RCC: Fico muito alegre cada vez que o filme é premiado, e naturalmente que para além dos prémios em festivais estrangeiros o prémio de Melhor Documentário da Competição Nacional no Porto Femme, foi uma grande recompensa e orgulho. Sinto que as pessoas convivem de algum modo com o processo do filme, seguindo emocionalmente aspectos da vida de Natália pouco conhecidos, mas sobretudo ficam com vontade de conhecer a sua obra. E isto é o melhor prémio. E o melhor prémio é  quando a equipa e os amigos reconhecem a importância do filme e ainda me dão o prazer de gostar dele.

FC: Para terminar, e numa nota positiva, gostaríamos de uma pequena reflexão sobre a forma como Natália Correia continua a habitar a sociedade portuguesa. Qual considera ser o maior legado da Mulher que Morreu de Pé?

RCC: Apesar de considerar que a Natália é um fantasma na cultura portuguesa e que não é especialmente amada.

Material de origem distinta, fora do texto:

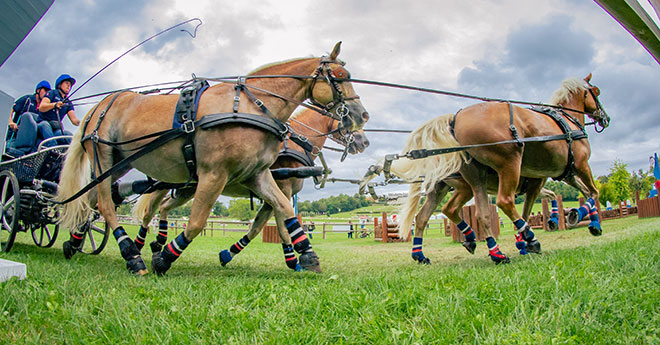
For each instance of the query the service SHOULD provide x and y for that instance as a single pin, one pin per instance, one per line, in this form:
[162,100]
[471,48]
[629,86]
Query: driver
[54,107]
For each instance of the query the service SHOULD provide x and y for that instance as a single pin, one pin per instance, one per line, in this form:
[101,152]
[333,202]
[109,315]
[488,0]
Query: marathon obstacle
[649,207]
[386,231]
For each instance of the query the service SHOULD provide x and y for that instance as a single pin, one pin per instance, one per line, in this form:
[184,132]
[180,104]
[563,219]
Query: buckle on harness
[189,126]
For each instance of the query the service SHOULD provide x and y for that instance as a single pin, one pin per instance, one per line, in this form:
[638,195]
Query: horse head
[330,89]
[592,105]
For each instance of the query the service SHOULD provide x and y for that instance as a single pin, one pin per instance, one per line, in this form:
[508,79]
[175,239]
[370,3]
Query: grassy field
[582,290]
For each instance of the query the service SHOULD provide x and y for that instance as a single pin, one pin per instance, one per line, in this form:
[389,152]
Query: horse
[503,166]
[229,159]
[291,156]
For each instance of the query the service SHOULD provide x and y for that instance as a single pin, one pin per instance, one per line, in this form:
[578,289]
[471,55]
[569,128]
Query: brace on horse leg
[433,197]
[263,215]
[209,187]
[264,186]
[153,202]
[584,182]
[475,174]
[534,187]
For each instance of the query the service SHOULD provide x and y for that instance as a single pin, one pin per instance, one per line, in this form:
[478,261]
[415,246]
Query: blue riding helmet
[62,78]
[44,84]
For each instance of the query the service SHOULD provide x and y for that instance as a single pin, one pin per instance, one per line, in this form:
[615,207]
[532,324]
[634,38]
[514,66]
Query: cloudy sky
[510,49]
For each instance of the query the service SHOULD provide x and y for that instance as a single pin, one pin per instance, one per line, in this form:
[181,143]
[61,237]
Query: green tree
[619,182]
[240,209]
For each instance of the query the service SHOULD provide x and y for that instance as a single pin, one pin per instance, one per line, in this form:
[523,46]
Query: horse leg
[534,187]
[433,197]
[462,194]
[127,248]
[265,187]
[585,183]
[476,176]
[154,202]
[179,198]
[553,222]
[209,187]
[509,177]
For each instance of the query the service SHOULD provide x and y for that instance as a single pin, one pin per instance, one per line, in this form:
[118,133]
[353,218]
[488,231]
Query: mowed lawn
[581,290]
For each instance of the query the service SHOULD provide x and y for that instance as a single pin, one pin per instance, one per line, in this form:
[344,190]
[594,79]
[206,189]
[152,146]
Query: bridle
[338,102]
[599,115]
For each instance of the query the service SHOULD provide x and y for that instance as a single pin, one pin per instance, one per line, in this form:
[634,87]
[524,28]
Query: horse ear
[335,51]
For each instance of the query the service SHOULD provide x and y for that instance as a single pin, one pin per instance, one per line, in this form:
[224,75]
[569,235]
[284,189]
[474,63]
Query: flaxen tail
[76,173]
[433,134]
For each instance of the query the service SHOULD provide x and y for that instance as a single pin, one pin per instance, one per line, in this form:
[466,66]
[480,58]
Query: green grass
[582,290]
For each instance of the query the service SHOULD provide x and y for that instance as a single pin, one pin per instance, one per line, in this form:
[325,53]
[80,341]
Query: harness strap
[512,127]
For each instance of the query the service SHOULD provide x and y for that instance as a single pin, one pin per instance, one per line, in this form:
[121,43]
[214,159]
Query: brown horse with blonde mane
[292,156]
[563,153]
[230,159]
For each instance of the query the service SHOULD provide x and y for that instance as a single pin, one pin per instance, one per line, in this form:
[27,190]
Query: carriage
[27,185]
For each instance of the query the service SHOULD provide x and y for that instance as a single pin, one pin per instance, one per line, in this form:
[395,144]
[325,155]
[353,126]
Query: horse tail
[409,209]
[435,133]
[141,207]
[76,173]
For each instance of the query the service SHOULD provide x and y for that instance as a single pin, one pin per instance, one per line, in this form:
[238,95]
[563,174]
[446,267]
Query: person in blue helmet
[21,136]
[54,107]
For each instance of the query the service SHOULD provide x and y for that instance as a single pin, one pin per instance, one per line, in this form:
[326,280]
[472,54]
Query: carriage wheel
[45,235]
[94,239]
[10,204]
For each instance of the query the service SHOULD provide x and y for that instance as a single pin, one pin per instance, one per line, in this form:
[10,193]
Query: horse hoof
[499,258]
[159,265]
[310,262]
[155,247]
[534,247]
[573,217]
[225,257]
[470,246]
[68,250]
[594,229]
[136,266]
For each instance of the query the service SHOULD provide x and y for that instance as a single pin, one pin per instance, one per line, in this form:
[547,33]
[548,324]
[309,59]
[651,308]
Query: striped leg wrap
[290,257]
[127,247]
[173,250]
[161,238]
[494,251]
[593,212]
[524,229]
[139,239]
[298,238]
[417,253]
[238,246]
[75,239]
[467,231]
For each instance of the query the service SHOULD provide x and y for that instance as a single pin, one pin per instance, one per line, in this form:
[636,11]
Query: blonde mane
[568,87]
[264,67]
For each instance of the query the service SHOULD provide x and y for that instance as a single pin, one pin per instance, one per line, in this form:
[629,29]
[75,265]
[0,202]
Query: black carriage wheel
[95,239]
[45,235]
[10,205]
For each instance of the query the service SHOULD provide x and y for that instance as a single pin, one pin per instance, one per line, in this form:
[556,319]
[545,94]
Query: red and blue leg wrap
[173,250]
[417,253]
[290,257]
[140,238]
[300,242]
[467,231]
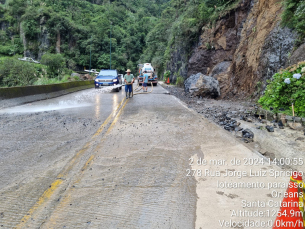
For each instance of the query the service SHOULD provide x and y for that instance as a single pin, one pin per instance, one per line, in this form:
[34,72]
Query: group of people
[129,80]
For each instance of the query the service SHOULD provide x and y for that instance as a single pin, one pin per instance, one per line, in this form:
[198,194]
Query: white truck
[150,71]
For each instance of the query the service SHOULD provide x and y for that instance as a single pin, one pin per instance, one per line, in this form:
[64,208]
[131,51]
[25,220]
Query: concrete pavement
[139,174]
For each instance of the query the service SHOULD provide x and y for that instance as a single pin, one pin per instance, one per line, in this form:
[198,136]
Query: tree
[55,63]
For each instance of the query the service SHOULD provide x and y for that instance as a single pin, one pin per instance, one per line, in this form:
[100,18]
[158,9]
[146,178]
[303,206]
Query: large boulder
[75,74]
[222,67]
[202,85]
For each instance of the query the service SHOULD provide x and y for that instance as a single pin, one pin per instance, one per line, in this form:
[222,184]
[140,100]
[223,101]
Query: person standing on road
[129,79]
[145,81]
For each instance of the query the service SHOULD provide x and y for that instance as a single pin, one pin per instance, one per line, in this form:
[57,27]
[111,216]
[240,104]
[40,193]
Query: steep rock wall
[251,38]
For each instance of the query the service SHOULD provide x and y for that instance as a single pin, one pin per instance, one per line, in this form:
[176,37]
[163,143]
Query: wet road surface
[95,160]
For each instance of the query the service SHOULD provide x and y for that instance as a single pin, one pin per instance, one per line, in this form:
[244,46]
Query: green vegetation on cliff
[141,30]
[72,26]
[285,88]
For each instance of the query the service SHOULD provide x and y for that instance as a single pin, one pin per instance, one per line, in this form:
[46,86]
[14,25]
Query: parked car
[29,59]
[108,78]
[92,71]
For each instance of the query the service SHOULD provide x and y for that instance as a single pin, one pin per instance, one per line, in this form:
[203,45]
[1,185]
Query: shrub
[166,75]
[14,72]
[180,81]
[285,88]
[55,64]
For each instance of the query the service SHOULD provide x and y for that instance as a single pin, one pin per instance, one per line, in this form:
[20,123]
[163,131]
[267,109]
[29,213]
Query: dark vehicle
[108,78]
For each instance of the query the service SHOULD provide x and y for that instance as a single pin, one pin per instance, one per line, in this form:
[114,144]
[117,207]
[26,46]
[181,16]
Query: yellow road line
[59,179]
[46,195]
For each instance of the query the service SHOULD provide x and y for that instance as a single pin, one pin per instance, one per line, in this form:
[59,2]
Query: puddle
[76,100]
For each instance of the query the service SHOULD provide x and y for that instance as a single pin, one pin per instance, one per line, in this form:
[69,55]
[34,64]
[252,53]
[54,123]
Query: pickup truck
[92,71]
[151,73]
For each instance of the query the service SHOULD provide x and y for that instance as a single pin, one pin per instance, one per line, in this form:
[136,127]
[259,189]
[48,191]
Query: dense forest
[140,31]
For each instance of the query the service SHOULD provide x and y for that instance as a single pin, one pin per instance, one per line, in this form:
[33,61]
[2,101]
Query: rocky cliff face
[245,48]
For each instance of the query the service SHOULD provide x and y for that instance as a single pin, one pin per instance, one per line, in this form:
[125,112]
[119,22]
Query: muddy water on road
[76,100]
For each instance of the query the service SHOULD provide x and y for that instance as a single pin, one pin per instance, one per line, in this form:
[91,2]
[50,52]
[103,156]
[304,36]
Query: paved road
[95,160]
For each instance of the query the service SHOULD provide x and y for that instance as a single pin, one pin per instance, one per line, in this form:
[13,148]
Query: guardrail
[15,92]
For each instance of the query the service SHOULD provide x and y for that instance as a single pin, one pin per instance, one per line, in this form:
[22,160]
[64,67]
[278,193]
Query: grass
[46,81]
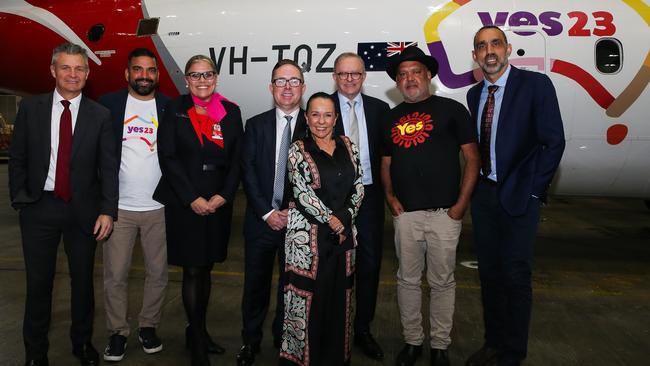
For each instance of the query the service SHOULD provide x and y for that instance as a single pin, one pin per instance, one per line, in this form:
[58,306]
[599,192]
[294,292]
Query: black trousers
[504,247]
[370,229]
[261,250]
[42,226]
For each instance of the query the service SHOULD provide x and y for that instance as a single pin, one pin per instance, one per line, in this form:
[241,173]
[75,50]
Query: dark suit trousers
[504,247]
[370,228]
[42,226]
[260,255]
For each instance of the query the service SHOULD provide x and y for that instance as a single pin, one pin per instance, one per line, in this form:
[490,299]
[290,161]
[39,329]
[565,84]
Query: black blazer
[93,163]
[258,164]
[181,159]
[375,110]
[116,103]
[530,137]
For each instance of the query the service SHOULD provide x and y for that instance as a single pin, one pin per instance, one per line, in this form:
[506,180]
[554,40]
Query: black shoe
[368,345]
[484,357]
[38,362]
[116,348]
[408,355]
[199,355]
[246,354]
[150,341]
[439,357]
[211,345]
[87,354]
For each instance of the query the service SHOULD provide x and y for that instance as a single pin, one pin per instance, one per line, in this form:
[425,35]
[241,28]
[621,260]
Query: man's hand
[336,225]
[277,220]
[395,206]
[201,207]
[216,201]
[457,211]
[103,227]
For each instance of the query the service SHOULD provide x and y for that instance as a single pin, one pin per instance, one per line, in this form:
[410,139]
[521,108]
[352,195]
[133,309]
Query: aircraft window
[147,27]
[609,55]
[96,32]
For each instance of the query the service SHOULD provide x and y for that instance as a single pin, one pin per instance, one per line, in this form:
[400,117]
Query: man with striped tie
[264,165]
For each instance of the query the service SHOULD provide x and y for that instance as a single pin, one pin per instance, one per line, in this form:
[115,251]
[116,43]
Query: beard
[495,68]
[143,89]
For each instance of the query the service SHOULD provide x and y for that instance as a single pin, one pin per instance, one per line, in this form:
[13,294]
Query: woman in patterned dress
[325,183]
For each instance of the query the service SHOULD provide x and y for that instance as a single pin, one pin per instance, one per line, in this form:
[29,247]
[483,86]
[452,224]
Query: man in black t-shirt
[421,175]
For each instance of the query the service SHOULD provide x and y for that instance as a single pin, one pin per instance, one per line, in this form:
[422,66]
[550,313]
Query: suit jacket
[530,137]
[374,110]
[258,165]
[181,159]
[93,166]
[116,103]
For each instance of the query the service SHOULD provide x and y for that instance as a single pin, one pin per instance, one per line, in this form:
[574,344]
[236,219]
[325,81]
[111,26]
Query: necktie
[486,131]
[354,123]
[280,172]
[62,177]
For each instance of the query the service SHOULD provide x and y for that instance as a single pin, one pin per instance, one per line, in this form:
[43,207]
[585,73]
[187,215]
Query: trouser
[118,250]
[42,226]
[426,237]
[260,256]
[370,228]
[504,247]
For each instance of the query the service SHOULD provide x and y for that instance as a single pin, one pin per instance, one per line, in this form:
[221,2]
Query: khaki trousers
[118,250]
[426,238]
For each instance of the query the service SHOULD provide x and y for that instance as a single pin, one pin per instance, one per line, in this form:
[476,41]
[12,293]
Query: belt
[209,167]
[432,209]
[487,180]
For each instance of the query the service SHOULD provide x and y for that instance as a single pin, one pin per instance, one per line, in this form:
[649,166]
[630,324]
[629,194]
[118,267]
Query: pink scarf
[214,107]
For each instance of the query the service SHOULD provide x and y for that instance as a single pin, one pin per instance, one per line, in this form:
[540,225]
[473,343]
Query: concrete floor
[591,294]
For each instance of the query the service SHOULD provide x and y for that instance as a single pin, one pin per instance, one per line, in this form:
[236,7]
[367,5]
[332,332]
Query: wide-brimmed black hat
[412,53]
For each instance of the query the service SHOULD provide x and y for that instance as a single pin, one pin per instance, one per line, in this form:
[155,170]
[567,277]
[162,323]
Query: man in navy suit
[521,143]
[265,220]
[63,179]
[135,113]
[360,119]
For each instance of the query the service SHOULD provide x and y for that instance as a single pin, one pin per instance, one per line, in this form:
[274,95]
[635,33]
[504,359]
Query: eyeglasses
[352,75]
[282,82]
[196,76]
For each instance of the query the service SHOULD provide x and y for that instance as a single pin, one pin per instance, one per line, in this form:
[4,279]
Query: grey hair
[69,49]
[349,54]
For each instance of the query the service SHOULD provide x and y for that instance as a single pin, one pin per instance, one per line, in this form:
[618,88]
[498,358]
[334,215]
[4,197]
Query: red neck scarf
[209,126]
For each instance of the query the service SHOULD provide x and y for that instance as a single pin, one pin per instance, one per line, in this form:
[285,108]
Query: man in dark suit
[521,141]
[264,156]
[359,118]
[63,179]
[135,113]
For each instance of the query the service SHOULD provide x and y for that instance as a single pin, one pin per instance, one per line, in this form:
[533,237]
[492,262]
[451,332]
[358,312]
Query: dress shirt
[55,122]
[280,123]
[498,98]
[364,149]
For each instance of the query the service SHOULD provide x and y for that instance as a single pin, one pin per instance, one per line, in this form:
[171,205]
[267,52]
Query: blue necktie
[280,172]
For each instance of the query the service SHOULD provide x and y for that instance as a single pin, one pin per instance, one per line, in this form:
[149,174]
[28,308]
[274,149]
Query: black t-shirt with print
[423,140]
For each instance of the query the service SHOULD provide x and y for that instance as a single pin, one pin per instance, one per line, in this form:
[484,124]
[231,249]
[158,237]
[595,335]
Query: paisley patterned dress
[319,270]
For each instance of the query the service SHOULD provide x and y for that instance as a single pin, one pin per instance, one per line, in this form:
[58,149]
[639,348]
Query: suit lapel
[44,120]
[338,127]
[80,127]
[512,85]
[372,125]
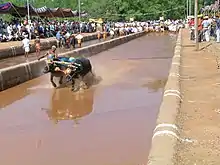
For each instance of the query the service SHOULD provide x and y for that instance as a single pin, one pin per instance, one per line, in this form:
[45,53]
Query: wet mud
[110,123]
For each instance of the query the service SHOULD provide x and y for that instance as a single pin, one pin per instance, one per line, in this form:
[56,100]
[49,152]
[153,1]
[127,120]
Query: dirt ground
[4,45]
[199,117]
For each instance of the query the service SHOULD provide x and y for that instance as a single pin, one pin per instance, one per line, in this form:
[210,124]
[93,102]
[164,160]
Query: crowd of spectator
[16,29]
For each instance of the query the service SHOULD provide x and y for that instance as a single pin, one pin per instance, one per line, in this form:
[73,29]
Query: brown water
[32,56]
[108,124]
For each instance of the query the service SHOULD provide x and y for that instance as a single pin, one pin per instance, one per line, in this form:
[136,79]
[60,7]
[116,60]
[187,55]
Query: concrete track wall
[166,133]
[18,74]
[46,44]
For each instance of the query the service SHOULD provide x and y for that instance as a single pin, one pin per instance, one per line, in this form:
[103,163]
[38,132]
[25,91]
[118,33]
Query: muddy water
[108,124]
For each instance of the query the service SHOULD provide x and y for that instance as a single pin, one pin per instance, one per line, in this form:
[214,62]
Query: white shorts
[27,49]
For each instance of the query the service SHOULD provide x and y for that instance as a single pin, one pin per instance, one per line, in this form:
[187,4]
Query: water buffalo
[77,73]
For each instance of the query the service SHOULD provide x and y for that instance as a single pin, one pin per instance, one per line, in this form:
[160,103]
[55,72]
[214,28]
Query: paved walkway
[4,45]
[200,110]
[32,56]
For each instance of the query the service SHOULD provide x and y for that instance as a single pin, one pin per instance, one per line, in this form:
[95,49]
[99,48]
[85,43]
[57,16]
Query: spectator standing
[217,29]
[26,46]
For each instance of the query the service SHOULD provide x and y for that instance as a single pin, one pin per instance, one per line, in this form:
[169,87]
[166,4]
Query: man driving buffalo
[69,67]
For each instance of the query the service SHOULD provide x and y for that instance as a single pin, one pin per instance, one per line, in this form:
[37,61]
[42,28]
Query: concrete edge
[13,51]
[15,75]
[166,133]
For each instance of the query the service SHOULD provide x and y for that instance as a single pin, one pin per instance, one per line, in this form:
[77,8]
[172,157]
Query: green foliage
[121,9]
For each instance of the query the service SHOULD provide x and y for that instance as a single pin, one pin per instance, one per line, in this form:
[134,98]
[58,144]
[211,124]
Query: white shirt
[79,37]
[26,43]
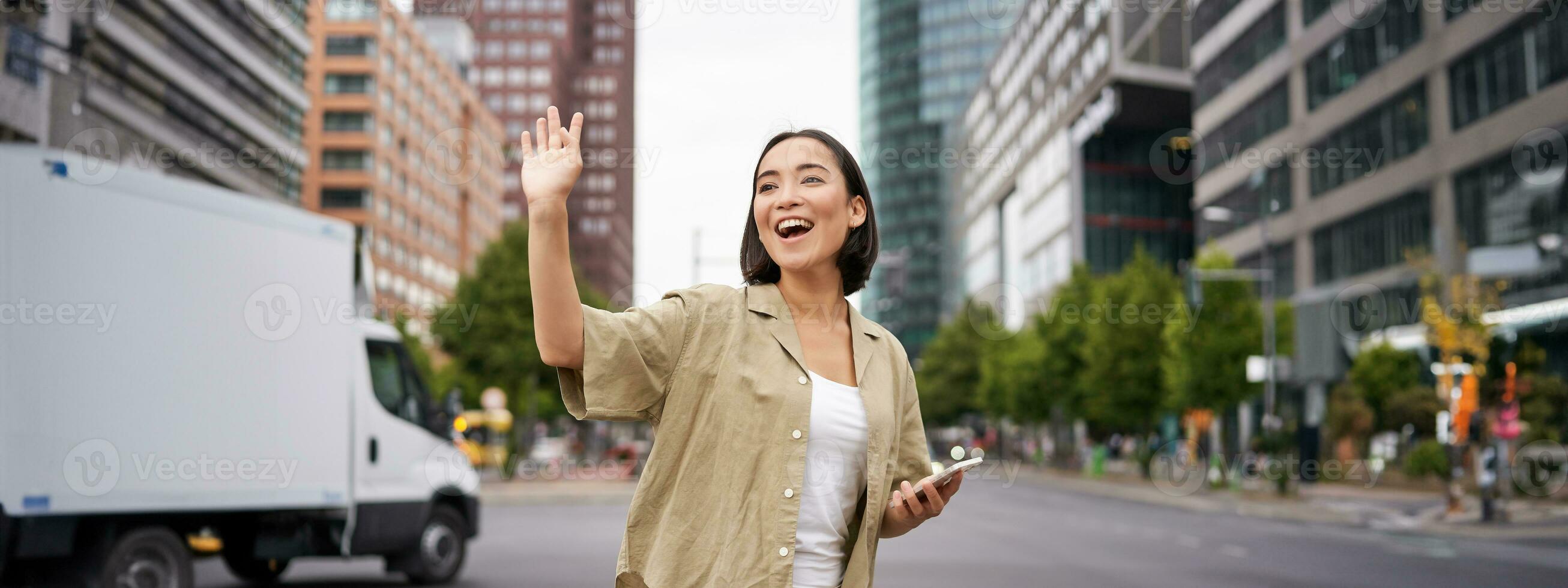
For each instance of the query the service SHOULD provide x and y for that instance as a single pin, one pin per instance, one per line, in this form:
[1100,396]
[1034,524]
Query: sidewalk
[1388,510]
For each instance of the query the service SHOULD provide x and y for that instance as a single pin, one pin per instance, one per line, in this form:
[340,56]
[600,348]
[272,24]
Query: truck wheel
[255,571]
[148,557]
[441,548]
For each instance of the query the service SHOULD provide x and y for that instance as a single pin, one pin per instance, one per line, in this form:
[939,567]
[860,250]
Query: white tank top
[834,480]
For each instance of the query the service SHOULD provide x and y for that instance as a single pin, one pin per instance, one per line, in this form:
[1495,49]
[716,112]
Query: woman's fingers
[577,129]
[952,487]
[915,502]
[555,127]
[933,497]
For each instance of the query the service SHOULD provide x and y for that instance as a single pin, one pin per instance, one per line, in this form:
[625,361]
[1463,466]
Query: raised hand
[551,168]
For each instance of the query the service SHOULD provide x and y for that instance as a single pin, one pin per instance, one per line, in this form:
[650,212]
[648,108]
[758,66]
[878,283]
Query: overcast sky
[713,87]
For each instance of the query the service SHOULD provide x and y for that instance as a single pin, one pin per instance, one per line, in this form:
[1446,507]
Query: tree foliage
[1125,343]
[498,347]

A voz de Natália e o poder da sua palavra, que ouvimos interpelando o presente, neste filme que é também a encenação da minha intromissão no seu passado, é uma voz incontornável pela liberdade, contra o fascismo, pela democracia. Assim, o maior legado desta poeta e escritora genial, é a coragem com que se assumiu antifascista toda a vida, lutando pela liberdade, pela cultura, pelos direitos das mulheres, direitos de autores e direitos humanos, armas fundamentais contra a viragem à extrema direita em Portugal, na Europa, no mundo… Hoje, a sua voz ouvir-se-ia em todo o lado e lutaria para que não se voltasse atrás e que não se esquecesse vergonhosamente a ascensão do nazismo nas primeiras década do século passado, que ela acompanhou desde que nasceu… Em plena ditadura entrevista Norton de Matos, faz parte da campanha de Humberto Delgado, do MUD apesar de ser censurada, quase presa, pelo seu trabalho editorial da Antologia de Poesia Portuguesa Erótica e Satírica, e das Novas Cartas Portuguesas, de ser vigiada pela PIDE e ter livros censurados como O Vinho e a Lira , O Encoberto, Comunicação, O Homúnculo, entre outros, nunca desistiu de lutar contra a opressão. Mesmo no fim da vida, mergulhada numa grande solidão e quase sem trabalho porque os jornais, a rádio, os pares (não todos, naturalmente) lhe fecharam as portas, ainda escreveu Sonetos Românticos, uma obra poética de importância incontornável na literatura portuguesa. Mesmo na pior das adversidades, a sua voz nunca emudeceu em prol das causas políticas que defendeu e na poesia.

Natália Correia é um exemplo de luta revolucionário poética e política que nunca podemos calar. Viva a Natália Correia. Fascismo nunca mais!